Castorani è la cantina vinicola abruzzese di proprietà di Jarno Trulli, il celebre pilota di Formula Uno e sorge tutt'attorno a Villa Castorani, sulle colline pescaresi nel comune di Alanno. Le prime notizie sulle origini dell'antica azienda agricola risalgono al 1793, quando la tenuta fu portata in dote dalla nobile Adelina Ruggeri De' Capobianchi all'illustre marito Raffaele Castorani, celebre chirurgo che inventò la prima tecnica d'intervento sulla cataratta. Successivamente, la proprietà del Podere passò ad un altro illustre personaggio, Antonio Casulli, docente all'Università di Napoli e di Tokio, dove conquistò la personale stima dell' Imperatore Hiroito.

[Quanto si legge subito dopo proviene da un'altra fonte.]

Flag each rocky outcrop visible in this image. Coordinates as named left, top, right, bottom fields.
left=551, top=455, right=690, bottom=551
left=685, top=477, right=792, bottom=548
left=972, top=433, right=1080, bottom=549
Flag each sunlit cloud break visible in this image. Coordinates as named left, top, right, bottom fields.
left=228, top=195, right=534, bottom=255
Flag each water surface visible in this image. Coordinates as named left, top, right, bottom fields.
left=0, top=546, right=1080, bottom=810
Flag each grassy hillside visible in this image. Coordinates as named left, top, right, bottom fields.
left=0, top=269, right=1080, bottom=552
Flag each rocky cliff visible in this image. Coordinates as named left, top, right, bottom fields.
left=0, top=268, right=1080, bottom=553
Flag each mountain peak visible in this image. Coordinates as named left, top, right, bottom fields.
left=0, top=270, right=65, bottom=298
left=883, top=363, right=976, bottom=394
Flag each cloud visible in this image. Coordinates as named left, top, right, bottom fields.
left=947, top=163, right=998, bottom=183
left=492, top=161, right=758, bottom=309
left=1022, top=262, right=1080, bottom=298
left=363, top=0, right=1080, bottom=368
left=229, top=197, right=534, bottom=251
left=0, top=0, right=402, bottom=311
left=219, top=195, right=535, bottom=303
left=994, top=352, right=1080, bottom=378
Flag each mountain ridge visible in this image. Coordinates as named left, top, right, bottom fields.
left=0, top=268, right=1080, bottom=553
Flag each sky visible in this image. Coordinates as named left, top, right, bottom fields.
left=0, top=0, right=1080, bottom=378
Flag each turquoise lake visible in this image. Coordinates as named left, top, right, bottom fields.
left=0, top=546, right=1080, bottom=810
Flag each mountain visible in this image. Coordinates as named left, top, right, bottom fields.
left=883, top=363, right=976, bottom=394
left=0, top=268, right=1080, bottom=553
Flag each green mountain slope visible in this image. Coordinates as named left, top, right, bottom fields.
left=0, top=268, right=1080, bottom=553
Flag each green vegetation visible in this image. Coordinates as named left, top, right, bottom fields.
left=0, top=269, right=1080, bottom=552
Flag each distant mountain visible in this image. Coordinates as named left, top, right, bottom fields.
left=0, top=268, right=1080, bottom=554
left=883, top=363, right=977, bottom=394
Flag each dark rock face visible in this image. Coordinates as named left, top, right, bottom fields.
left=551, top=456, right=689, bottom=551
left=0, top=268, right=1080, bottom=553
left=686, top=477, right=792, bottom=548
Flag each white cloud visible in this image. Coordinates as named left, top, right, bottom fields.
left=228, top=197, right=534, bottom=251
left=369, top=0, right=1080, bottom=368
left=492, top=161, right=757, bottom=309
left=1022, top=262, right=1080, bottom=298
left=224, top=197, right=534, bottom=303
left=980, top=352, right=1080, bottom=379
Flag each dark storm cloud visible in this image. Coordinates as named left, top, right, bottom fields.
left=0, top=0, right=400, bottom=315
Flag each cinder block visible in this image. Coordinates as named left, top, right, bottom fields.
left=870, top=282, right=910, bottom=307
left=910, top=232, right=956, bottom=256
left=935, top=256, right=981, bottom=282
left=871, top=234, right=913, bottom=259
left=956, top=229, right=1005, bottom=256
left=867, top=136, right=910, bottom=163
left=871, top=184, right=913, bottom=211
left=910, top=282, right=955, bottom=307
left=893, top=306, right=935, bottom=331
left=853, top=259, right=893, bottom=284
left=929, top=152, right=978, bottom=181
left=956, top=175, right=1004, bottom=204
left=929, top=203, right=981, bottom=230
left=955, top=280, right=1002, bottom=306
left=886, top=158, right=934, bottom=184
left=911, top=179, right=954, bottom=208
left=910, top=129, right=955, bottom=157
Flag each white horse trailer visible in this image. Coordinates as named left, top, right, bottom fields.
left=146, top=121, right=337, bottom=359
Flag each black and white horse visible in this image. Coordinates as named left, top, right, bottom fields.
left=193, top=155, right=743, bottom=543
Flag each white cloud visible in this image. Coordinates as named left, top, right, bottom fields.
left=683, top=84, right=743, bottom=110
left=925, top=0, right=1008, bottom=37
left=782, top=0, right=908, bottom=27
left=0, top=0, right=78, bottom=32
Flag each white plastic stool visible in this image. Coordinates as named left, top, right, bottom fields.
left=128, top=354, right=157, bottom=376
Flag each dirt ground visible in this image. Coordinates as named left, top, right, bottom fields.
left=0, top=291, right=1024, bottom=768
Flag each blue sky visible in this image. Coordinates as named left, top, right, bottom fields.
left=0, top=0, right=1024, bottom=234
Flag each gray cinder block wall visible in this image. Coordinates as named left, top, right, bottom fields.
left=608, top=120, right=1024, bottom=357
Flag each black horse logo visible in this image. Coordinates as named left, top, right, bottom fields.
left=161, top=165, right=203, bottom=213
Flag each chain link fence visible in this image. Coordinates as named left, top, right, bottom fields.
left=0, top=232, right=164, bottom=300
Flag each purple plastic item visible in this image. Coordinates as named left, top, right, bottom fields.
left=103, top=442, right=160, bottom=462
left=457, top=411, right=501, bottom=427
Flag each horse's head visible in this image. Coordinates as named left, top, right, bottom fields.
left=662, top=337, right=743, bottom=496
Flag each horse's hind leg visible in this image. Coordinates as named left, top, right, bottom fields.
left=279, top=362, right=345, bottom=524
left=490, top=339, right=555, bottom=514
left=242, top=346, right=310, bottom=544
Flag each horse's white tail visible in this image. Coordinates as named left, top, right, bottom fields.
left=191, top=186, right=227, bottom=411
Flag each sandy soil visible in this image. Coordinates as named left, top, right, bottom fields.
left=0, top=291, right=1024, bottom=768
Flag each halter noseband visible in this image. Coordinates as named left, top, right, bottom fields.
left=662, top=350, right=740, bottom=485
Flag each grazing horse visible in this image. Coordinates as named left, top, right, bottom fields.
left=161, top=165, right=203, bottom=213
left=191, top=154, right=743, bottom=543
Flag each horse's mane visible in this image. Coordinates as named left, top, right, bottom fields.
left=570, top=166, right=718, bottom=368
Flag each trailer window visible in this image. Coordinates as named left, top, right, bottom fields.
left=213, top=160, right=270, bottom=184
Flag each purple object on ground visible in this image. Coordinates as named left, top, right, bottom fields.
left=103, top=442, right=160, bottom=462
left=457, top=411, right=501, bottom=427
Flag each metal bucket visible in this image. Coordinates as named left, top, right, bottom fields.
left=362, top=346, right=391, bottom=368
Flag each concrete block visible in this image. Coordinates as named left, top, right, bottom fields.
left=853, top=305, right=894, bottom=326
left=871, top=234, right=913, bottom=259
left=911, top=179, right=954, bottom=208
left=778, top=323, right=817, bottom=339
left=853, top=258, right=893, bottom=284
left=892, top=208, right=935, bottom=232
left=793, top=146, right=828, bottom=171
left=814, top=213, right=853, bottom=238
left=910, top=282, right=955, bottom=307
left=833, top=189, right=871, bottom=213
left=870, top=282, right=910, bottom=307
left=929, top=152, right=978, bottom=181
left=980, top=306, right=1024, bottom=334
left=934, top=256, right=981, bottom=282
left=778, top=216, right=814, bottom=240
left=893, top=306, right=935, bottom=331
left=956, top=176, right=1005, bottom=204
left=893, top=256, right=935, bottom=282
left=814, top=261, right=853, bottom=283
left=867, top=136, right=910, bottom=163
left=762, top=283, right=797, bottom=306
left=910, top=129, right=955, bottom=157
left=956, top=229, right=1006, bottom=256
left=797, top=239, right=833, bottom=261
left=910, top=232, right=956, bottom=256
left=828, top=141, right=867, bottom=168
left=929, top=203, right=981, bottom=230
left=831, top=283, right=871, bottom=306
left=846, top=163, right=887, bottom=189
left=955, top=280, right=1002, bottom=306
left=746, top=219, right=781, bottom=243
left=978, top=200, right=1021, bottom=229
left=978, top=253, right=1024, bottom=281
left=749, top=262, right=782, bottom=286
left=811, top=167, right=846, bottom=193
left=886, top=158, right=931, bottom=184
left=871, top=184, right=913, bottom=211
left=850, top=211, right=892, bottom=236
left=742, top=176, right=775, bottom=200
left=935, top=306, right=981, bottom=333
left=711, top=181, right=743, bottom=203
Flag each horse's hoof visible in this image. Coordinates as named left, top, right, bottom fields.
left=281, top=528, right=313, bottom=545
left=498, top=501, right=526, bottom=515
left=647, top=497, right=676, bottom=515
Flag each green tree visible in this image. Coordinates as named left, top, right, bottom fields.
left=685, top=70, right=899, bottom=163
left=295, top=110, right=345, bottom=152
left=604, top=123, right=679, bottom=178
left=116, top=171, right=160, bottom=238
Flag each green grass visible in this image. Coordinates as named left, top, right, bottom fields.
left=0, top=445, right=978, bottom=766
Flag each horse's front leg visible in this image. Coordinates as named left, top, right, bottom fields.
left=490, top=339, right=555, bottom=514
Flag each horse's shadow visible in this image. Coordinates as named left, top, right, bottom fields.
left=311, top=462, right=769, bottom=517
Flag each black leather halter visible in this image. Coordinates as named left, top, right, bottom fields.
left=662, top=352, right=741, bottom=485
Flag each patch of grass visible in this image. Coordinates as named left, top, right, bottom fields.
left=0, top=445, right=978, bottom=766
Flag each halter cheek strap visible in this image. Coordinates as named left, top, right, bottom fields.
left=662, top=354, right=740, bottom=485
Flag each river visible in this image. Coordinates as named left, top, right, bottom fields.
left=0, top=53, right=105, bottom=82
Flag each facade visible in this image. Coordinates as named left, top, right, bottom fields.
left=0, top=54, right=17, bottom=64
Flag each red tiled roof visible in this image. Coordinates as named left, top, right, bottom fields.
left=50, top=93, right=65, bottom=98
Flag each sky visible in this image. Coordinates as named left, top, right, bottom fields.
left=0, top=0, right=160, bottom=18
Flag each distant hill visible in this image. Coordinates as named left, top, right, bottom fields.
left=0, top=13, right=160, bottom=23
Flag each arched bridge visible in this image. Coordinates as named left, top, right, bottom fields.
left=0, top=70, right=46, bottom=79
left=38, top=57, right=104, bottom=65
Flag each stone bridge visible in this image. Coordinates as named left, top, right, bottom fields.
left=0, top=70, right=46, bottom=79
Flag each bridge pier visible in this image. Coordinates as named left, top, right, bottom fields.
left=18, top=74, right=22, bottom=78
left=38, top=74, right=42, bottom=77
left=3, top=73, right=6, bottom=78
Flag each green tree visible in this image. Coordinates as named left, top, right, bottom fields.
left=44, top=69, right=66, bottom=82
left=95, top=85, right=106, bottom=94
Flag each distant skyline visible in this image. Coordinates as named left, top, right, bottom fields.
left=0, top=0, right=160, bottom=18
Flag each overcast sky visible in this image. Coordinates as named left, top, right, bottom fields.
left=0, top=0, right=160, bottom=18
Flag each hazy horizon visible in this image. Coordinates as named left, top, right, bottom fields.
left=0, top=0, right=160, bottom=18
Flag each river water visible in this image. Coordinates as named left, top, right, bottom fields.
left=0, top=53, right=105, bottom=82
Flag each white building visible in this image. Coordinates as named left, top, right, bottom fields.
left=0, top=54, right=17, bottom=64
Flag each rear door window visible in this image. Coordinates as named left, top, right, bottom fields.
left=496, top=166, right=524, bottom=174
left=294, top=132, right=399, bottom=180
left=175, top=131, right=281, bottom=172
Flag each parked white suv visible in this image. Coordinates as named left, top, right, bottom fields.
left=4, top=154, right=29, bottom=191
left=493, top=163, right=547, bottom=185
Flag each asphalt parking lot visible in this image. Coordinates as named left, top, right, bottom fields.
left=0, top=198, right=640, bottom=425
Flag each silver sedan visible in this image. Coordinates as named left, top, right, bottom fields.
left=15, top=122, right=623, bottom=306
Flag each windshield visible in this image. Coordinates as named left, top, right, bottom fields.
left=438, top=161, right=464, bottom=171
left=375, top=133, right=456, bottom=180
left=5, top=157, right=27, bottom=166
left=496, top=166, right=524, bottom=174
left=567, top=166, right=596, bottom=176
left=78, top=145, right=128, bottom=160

Alla scomparsa di Casulli negli anni '60, la proprietà andò in declino sino all'arrivo di un gruppo di amici, gli attuali soci dell'azienda Castorani che hanno riportato l'azienda al suo splendore, unendo la passione per il buon vino, al desiderio di una produzione di qualità. Oggi come un tempo, tutto ruota intorno alla meravigliosa dimora che domina l'azienda, estesa per circa 30 ettari vitati, immersi in una campagna rigogliosa e incontaminata.

Cantina Castorani opera nel pieno rispetto degli antichi valori contadini che da secoli animano queste campagne, sulla scia di un'antica storia di attaccamento alla generosa terra d'Abruzzo. Dopo anni di appassionato lavoro, la selezione di vini Castorani esprime un territorio votato alla produzione di uve di superba qualità, trasformate in vino attraverso tecniche tradizionali.
I vigneti sono incastonati tra il Parco Nazionale della Majella ed il Mar Adriatico e godono di un'ottima esposizione al sole e ai venti notturni, di ideali escursioni termiche tra giorno e notte, che donano alle uve caratteristiche uniche e preziose. Le viti coltivate sono in prevalenza Montepulciano d'Abruzzo, mentre le uve a bacca bianca, delle varietà Trebbiano d'Abruzzo, Malvasia, Cococciola, Pecorino e Passerina; una piccola superficie è lasciata alla coltivazione di varietà sperimentali. L'età media dei vigneti supera i 30 anni e tutta la superficie aziendale viene coltivata con metodi di agricoltura biologica, senza uso di pesticidi e fertilizzanti chimici. In particolare, i vigneti vengono protetti con metodi di lotta biologica e nutriti con fertilizzanti naturali.